Planetarische Nebel visuell: die "Humasons" :-)


Milton Humason entdeckte im Laufe seine astronomischen Karriere nur 3 Planetarische Nebel, lagen seine Arbeitsschwerpunkte doch eher bei der Auswertung von Fotoplatten am 2,5m Teleskops des Mount Wilson, der Spektroskopie von (veränderlichen) Sternen und Quasaren für z.B. Hubble und Zwicky, sowie der reibungslosen Abwicklung des praktischen Alltages am Mount Wilson Observatorium - er war nun mal nur ein wissenschaftlicher Assistent!
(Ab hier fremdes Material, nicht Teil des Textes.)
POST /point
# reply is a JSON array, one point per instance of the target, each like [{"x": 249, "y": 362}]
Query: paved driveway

Der fast schon nach Phantasterei klingende Werdegang des Entdeckers kann in einem Artikel von Rudolf Kippenhahn aus seiner Reihe "Kippenhahns Sternstunde" in der Zeitschrift "Astronomie heute" als pdf-Dokument nachgelesen werden - es ist DIE astronomische Version des "american dream"! :-)
Entdeckt wurden die PN durch ihre verräterischen Spektren auf fotografischen Aufnahmen mit einem 10" Teleskop mit Objektivprisma, wie in den zwei Veröffentlichungen hier und hier nachzulesen ist.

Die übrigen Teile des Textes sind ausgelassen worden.